NVDA stock price targets and analyst ratings. Source: TipRanks
NVDA stock price targets and analyst ratings. Source: TipRanks

However, that figure is subject to change — as more and more Wall Street firms get their bearings and begin to provide forecasts that reflect the effects of DeepSeek. 

For instance, Morgan Stanley (NYSE: MS) analyst Joseph Moore recently cut his price target for Nvidia stock from $166 to $152 on January 28, citing investor concerns sparked by the release of DeepSeek’s AI model.
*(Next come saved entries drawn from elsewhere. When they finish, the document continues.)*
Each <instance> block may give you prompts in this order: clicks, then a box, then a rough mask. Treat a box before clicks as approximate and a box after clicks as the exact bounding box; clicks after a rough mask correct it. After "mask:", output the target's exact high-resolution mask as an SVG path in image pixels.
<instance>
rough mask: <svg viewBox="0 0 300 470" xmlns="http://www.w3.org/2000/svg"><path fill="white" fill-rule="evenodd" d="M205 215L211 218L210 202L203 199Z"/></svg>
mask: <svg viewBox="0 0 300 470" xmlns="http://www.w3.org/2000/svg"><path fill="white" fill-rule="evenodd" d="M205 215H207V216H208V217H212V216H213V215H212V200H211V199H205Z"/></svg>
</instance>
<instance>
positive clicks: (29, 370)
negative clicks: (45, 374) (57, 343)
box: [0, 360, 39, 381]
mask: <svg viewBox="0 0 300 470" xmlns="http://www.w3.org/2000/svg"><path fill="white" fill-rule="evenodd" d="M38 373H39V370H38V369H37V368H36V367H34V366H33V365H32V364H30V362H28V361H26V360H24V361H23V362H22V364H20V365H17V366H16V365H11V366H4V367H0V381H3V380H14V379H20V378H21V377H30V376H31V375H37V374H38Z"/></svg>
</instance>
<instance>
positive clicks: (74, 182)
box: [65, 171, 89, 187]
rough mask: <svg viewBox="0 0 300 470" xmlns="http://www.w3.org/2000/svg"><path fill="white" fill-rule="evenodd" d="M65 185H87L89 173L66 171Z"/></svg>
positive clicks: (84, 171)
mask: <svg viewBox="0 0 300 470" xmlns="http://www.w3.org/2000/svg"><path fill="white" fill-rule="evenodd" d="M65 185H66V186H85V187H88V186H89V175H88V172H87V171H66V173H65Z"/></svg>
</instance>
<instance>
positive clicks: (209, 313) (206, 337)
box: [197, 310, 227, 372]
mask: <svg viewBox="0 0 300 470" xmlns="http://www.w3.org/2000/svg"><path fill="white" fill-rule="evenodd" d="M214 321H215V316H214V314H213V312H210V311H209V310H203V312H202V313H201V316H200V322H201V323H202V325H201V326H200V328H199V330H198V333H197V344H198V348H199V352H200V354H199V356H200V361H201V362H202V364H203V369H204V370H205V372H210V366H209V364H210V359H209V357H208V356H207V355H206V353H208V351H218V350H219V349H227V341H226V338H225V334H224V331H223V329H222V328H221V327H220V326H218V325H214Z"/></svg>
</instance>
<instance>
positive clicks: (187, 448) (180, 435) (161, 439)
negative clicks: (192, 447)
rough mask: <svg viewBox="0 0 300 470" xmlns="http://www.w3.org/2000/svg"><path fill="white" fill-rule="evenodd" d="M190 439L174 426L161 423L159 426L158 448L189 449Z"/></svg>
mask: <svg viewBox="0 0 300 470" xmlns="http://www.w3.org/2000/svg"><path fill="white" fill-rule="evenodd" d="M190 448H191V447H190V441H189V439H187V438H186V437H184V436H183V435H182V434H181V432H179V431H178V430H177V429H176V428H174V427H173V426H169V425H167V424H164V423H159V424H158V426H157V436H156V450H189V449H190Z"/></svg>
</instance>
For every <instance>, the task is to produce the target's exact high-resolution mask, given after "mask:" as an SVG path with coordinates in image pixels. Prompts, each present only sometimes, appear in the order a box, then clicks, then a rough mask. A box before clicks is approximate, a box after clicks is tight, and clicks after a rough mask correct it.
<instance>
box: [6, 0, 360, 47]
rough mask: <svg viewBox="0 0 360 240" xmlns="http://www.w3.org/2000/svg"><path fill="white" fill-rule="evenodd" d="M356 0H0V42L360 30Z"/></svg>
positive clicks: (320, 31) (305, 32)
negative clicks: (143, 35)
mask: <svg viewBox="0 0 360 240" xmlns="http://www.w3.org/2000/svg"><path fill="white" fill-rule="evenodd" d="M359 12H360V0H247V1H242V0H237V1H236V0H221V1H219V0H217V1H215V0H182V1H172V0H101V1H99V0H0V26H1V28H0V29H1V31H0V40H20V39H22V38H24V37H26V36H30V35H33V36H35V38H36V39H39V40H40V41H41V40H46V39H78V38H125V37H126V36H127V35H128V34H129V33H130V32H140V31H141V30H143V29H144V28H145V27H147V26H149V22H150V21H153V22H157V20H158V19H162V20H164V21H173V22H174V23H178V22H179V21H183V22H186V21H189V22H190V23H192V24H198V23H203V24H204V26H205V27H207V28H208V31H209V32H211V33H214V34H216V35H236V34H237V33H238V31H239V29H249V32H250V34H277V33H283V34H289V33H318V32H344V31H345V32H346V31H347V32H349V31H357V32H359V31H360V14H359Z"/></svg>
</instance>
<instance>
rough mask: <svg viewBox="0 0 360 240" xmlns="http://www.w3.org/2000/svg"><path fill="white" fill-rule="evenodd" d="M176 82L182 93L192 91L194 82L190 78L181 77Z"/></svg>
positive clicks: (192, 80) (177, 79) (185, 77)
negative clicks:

Along with this, the analyst added that Morgan Stanley expects a meaningful upside in the second half of the year, as production and adoption of Nvidia’s new line of products ramp up.

In contrast, Citigroup (NYSE: C) researcher Atif Malik stood by a previously-set $175 price target — as did Cantor Fitzgerald’s C.J. Muse, who maintained an ‘Overweight’ rating with a $200 price forecast.

Readers should note that Wall Street’s general bullishness likely won’t change — the Jensen Huang-led venture is the clear leader in a competitive industry, has a robust backlog, and plenty of organic, healthy demand from a set of industries that are themselves vibrant and growing. 

With that being said, equity analysts could very well moderate their expectations in the coming days and weeks, at least when it comes to the price targets they set. In addition, this is the first time that the U.S.-dominated AI industry has gotten a seemingly legitimate rival — and it is entirely possible that, if DeepSeek sees continued improvements, the outlook for Nvidia stock could slide even further.